The complicated exhibit—“the most moving parts I have ever planned,” says Nye—features giant, gallery-quality photos of 12 projects, including the instantly iconic Andy Warhol Museum in Pittsburgh, the revitalization-sparking CODO 241 in York, the apocalyptic Levitt Pavilion at Arts Quest in Bethlehem, and a cantilevered home hovering over a Pittsburgh art glass factory.
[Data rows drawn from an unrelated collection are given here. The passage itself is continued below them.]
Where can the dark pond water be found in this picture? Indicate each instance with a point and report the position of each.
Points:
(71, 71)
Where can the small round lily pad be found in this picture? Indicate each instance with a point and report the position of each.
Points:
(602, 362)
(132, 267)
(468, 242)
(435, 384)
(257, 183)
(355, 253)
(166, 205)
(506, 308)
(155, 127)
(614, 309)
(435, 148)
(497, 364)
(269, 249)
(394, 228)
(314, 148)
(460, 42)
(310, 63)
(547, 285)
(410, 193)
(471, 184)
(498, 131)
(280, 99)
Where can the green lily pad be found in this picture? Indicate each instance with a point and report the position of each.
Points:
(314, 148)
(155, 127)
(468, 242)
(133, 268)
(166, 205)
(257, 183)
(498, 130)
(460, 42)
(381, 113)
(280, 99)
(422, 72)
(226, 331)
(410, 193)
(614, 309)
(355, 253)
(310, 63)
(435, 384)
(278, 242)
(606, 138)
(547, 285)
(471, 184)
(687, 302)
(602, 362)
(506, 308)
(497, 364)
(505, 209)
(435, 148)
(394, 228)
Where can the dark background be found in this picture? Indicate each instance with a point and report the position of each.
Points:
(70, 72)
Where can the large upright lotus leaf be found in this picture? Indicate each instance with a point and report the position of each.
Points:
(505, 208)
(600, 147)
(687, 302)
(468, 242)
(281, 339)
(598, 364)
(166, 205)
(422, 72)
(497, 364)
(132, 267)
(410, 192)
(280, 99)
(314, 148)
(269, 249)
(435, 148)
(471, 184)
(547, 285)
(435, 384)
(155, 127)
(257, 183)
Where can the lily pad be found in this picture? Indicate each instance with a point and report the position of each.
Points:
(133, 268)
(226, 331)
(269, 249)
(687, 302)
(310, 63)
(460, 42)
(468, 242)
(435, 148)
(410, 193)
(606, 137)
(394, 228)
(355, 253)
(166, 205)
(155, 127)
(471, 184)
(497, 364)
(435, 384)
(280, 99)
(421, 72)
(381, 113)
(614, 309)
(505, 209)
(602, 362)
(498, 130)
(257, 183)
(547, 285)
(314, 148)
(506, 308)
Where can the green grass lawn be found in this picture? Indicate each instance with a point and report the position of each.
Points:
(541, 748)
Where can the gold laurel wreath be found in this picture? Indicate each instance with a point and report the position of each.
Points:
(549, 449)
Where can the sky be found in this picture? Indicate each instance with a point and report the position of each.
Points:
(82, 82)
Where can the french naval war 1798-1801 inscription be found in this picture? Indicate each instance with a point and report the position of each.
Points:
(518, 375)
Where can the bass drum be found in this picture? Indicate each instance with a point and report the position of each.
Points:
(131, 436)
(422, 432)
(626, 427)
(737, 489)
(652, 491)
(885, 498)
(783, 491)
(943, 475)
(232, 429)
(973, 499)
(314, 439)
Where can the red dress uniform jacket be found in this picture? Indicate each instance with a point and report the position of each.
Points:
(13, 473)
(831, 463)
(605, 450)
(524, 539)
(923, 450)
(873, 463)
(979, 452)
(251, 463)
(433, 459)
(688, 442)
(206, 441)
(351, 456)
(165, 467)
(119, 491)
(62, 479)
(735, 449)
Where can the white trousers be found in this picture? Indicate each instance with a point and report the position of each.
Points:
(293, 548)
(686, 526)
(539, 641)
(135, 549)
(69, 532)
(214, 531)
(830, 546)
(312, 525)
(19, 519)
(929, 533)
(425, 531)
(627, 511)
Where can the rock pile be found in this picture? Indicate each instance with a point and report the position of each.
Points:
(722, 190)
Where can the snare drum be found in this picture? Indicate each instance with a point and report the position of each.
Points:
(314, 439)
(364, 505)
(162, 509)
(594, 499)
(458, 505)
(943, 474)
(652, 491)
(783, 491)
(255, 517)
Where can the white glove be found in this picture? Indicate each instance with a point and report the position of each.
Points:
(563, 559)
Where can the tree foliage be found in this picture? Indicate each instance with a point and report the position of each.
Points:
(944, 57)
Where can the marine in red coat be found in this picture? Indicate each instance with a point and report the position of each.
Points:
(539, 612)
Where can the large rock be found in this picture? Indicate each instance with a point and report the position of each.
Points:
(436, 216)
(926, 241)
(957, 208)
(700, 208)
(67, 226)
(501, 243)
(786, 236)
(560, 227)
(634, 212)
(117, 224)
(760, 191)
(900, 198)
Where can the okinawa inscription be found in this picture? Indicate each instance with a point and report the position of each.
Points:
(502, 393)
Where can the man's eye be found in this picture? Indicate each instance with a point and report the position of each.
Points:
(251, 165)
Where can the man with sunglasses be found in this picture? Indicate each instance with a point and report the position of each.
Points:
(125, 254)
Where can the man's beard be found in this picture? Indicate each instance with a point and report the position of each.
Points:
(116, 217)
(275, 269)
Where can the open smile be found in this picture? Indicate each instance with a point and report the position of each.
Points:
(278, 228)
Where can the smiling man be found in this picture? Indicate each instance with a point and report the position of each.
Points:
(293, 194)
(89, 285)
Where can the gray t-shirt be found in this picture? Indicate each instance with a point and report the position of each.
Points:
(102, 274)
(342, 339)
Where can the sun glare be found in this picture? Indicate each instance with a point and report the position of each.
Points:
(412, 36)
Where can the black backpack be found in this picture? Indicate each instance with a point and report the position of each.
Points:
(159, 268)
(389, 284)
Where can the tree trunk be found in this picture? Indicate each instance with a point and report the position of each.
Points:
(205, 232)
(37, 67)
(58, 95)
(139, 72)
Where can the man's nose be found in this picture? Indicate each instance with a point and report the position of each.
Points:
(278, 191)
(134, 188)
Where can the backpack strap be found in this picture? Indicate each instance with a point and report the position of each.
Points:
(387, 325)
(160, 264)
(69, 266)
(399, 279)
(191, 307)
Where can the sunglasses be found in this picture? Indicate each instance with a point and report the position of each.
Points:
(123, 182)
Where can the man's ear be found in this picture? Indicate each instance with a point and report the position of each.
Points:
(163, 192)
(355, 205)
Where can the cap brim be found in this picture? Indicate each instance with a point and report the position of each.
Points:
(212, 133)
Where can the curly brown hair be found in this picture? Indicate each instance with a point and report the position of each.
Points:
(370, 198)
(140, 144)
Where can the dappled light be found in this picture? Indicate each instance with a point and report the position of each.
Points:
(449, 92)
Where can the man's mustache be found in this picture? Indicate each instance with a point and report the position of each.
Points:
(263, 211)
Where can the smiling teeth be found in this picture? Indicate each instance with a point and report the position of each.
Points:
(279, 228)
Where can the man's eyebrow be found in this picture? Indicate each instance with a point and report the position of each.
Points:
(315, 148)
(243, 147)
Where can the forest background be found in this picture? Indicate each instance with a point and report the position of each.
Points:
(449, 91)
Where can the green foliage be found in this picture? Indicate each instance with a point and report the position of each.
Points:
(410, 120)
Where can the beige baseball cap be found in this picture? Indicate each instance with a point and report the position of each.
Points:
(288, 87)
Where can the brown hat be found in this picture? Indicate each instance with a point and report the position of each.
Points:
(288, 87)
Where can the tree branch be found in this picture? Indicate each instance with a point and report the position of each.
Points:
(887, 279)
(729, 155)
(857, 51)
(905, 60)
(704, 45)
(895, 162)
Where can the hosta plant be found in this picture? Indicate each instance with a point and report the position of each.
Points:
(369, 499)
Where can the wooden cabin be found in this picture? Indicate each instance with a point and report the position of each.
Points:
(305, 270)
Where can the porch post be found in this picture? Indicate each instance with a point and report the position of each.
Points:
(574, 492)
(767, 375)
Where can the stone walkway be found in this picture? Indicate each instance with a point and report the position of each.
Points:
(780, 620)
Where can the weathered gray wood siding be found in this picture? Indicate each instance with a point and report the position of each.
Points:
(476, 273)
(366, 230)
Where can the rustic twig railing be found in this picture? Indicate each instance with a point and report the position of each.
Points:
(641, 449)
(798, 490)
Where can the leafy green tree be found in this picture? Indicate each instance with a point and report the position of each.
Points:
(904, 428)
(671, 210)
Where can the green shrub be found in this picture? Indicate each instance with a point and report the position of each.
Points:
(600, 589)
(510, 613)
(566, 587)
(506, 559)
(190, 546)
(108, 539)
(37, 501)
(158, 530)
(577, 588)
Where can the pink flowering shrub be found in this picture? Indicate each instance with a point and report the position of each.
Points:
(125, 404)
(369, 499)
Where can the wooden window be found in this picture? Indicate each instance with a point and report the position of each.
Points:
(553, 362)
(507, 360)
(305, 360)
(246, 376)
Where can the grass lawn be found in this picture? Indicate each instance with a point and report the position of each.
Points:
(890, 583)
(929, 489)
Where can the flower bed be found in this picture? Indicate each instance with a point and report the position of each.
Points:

In specially designed light tables, photos and images reveal the evolution of each project.

The overall effect spotlights “the inherent art in the architecture,” says Nye.

“It gives people ownership of the spaces they live in,” she says. “It gives you a new reason to visit a space you may not have before, to come to a neighborhood that is growing, and care about not just tearing something down because it’s old but thinking about how you can use what is good there, and use additions to make it a workable space that people will thrive in.”

On Board

Harrisburg architect Chris Dawson, whose own Hershey Fire Station is in the exhibit, worked with SAM to select exhibit-worthy projects and images that tell stories of transformation.

A successful contemporary addition might purposely contrast the historic space, “but that doesn’t mean it’s a free-for all,” says Dawson. “You have to take cues in scale and proportion.” In the Harrisburg area, “we have these beautiful, under-utilized buildings in our midst, and to have people look at them with fresh eyes was part of our intention.”

Historic Harrisburg Association, long known as a bulwark against bulldozers, is all on board with that, says Executive Director David Morrison.

“The SAM exhibit definitely conveys a vivid message about how old buildings can be transformed and added to,” says Morrison. “The SAM building itself is the perfect example, having received HHA’s 2015 Preservation Award, and then adjoined by a 21st-century sleek, modern, state-of-the-art museum.”

HHA is showing its collection of drawings by 20th-century Harrisburg architect Clayton Lappley, designer of such landmarks as Riverview Manor, John Harris High School and the Moose Lodge temple now slated for a mixed-use renovation by WCI Partners. The news that SAM was planning an architectural exhibition inspired HHA to display its Lappley collection, donated after they were found in the basement of Riverview Manor during restoration.

Quiet Fashion

The snowballing of SAM’s exhibit into a four-way collaboration among arts, architecture and history organizations is “unprecedented, completely unprecedented in terms of the scope of the undertaking,” says Morrison.

“By having four organizations simultaneously present architectural-themed exhibits, it has enormous impact on the viewing public to gain a greater understanding and appreciation of art, architecture and the professions of artists and architects,” he says.

The Art Association of Harrisburg’s involvement created a platform for “all kinds of wild and crazy interpretations” of architecture and structure in its exhibit, “Structures II,” says Wissler-Thomas. There are a whimsical, found-objects rendering of the state Capitol, stainless steel sculptures, a “charming” sculpture of two floating squirrels, and a twig-bamboo bird’s nest construction titled “Christopher Wren” (get it? Look it up for a little architectural history).

“Structures II” will be followed by “Architectural Visions,” an invitational exhibit where architects and artists show their skills in sculpture, photography, painting and other media. Wissler-Thomas hopes the shows—AAH’s and the others—open visitors’ eyes to the artistic value of architecture, “one of the highest form of visual arts because it combines the ability to draw and to see spatially and create three-dimensional reality on a huge scale.”

“All these shows really show how artistic, how visually skilled these people are,” she says. “They don’t just work on a computer and come up with some model of blocks you stack up to make some building. They really have a huge visual sense.”

Arts groups frequently collaborate in quiet fashion, but the joint architecture celebration puts “the fruits of our labor” before the public eye, says Wissler-Thomas.

“I would hope that the general public would come out with a more abiding appreciation for the beautiful architecture that surrounds them, and the feeling that it’s not something you just work in and live in,” she says. “It’s something you should look at and appreciate.”